Shells aren't that bad really, just that they should be a lot cheaper than 12g imo. Can always load your own and have seen those brass casings you can buy, look pretty awesome.


----------



## Sentry18

> What a ridiculous claim. It casts a shadow doubt on the rest of your post.


OH BOY! Where's the popcorn.









I think jsriley5 is correct, but who knows. Magus once killed a buffalo with a razor blade and an angry look. Before it died Magus forced it to drink a shot a Jack Daniels while toasting Magus.


----------



## hiwall

Indiana_Jones said:


> What a ridiculous claim. It casts a shadow doubt on the rest of your post.


Sometimes it is just best to remember that you have the right to remain silent.

If Magus posted that aliens were landing tonight at midnight myself, along with many on this forum would stay up late to see what they looked like.:teehee:


----------



## Friknnewguy

Indiana_Jones said:


> What a ridiculous claim. It casts a shadow doubt on the rest of your post.


Magus has forgotten more about survival than I'm ever going to know . The words from his post are informative and thought provoking . One of his posts is burned into my memory and will forever change my mental prepping game . Why don't you shut your mouth and open your ears , maybe you'll learn something too .


----------



## Magus

Indiana_Jones said:


> What a ridiculous claim. It casts a shadow doubt on the rest of your post.


Just because your shotgun sucks at life doesn't mean they all do.besides, its been worked.



jsriley5 said:


> Don't go crazy here I"m sure he meant 75 feet which is still pretty darn good but still within reason. I"m sure I make mistakes too on inches feet yards and meters.


No,I mean 75 yards.If I were a betting man, I'd bet 80% would be in that plate even after all this time.

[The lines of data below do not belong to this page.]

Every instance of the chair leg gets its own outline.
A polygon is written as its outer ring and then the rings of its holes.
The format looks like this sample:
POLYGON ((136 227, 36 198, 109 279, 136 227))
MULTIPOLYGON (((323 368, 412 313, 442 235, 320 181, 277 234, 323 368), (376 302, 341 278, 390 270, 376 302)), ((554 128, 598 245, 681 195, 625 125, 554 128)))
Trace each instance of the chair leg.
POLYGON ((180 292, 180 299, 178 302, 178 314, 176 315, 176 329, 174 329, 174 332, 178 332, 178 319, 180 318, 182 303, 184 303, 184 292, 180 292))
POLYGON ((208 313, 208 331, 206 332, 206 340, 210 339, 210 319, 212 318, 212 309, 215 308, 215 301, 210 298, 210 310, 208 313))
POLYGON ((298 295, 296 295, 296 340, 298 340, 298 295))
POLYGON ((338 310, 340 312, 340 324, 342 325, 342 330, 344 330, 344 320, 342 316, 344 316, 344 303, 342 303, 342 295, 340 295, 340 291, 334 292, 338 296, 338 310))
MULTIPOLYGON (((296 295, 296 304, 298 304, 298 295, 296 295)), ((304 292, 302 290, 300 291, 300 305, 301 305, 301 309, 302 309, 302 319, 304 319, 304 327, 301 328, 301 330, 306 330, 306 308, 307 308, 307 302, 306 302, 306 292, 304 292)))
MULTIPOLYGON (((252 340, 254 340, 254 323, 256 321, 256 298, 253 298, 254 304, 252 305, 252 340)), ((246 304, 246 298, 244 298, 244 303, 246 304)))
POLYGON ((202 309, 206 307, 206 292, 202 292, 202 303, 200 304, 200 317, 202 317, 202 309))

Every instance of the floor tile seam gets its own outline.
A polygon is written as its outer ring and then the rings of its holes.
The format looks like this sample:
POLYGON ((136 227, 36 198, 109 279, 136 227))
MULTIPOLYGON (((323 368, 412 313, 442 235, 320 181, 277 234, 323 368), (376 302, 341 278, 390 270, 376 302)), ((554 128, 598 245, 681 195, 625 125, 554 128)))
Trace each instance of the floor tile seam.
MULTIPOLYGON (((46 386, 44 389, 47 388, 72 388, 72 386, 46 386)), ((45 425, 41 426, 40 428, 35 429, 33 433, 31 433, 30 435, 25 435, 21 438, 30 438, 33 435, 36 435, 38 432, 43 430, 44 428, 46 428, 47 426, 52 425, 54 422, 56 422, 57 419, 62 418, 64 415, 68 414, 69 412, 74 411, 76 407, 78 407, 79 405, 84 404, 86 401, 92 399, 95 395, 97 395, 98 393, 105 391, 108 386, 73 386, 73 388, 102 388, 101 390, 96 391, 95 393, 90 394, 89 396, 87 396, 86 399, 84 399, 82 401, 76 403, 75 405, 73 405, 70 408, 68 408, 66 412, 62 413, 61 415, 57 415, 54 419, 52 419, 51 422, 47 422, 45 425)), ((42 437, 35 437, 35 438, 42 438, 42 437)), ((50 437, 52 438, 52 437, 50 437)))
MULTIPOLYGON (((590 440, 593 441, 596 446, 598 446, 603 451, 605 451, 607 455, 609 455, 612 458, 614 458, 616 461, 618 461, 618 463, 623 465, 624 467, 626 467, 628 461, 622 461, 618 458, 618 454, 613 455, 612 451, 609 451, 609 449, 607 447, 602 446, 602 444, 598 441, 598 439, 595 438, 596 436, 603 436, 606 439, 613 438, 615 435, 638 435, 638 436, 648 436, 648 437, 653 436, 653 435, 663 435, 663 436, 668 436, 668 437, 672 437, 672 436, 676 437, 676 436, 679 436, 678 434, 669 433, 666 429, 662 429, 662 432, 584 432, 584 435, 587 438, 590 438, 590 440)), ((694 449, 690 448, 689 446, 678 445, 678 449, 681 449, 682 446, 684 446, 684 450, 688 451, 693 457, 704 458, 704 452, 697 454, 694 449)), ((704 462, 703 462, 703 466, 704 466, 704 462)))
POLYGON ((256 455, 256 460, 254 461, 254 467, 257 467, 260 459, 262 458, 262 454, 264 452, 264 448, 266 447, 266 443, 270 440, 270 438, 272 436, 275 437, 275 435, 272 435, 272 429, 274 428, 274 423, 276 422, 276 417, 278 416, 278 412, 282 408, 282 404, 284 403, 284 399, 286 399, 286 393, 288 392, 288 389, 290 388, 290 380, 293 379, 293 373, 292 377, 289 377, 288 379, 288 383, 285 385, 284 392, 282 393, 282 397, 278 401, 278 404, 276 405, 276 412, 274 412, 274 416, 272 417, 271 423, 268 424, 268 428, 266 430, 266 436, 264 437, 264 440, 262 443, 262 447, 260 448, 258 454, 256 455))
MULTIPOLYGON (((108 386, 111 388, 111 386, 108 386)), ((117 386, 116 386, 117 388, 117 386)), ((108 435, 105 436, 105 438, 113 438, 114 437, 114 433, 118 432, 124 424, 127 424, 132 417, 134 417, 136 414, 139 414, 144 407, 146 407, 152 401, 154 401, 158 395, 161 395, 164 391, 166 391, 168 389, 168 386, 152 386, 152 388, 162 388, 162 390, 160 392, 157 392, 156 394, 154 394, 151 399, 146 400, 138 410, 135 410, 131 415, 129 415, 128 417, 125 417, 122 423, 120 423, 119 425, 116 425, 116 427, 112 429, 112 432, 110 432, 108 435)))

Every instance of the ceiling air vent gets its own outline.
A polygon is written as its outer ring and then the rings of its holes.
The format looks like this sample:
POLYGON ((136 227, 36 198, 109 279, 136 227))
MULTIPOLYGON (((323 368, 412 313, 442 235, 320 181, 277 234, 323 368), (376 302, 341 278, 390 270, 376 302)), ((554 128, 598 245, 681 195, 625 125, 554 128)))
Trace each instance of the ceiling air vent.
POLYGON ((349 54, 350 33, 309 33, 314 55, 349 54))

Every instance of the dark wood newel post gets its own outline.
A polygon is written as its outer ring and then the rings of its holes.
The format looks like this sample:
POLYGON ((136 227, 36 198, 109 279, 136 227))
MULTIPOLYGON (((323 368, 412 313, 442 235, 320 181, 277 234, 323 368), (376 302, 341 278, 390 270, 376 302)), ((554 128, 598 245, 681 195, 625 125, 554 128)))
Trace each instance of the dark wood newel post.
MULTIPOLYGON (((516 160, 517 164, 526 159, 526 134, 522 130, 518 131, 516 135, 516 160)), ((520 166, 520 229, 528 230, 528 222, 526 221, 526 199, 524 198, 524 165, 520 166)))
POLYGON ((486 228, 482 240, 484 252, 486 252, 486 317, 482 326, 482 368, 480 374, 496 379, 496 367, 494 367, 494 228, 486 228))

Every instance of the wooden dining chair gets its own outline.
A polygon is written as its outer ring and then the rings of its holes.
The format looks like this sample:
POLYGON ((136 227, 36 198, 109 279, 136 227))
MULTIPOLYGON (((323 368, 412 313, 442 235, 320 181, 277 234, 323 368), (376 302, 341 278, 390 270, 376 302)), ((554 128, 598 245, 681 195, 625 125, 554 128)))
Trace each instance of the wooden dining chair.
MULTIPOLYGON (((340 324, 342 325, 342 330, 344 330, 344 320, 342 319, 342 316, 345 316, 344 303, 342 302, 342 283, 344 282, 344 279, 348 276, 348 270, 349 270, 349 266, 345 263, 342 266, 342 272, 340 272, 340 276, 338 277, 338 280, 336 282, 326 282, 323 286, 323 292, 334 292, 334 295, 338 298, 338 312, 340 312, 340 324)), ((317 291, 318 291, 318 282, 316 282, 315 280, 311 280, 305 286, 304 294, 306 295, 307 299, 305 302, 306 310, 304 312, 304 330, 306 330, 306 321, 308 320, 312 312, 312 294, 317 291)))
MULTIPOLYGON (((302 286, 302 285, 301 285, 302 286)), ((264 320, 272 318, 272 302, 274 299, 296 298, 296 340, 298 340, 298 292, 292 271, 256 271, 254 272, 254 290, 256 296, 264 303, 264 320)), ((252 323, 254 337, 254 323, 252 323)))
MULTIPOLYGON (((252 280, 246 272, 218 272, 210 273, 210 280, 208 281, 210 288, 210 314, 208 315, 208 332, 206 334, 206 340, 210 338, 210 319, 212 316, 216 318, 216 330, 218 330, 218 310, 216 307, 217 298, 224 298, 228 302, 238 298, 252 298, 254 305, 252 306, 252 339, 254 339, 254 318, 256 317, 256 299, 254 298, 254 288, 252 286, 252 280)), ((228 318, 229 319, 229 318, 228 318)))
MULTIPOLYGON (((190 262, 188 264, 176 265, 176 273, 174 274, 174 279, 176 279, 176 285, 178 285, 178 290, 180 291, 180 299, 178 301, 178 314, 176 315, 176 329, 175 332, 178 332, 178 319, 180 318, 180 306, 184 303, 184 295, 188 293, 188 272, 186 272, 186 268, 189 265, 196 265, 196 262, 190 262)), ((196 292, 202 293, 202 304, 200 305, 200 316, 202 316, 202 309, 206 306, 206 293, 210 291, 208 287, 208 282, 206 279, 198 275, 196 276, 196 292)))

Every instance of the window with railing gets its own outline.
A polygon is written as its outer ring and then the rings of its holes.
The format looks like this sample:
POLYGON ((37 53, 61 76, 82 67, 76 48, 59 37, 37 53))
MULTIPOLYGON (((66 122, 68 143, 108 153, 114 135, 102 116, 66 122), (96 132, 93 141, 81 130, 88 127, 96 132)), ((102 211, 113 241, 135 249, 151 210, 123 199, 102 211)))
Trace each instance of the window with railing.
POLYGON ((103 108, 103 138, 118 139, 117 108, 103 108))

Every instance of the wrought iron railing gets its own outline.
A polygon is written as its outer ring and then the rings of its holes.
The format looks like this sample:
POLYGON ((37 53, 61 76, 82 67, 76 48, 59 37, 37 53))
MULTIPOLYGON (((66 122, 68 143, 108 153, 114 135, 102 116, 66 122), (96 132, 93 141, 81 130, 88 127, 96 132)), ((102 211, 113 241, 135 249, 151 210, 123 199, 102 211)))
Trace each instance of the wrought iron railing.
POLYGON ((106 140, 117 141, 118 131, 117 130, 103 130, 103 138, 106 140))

> still choked so tight a 40 cal slug won't slip through the bore!


----------



## jsriley5

Well THAT I"d have to see to beleive. It is incredible.


----------



## Magus

google old school shotgun choking methods, specifically "rolling" not many could do it, its pretty much a lost art, and if you shoot a slug in a rolled gun, you're liable to loose an inch off the end of your barrel!even if you don't, you ruined the choke.


----------



## BareGrills

A true american classic.


----------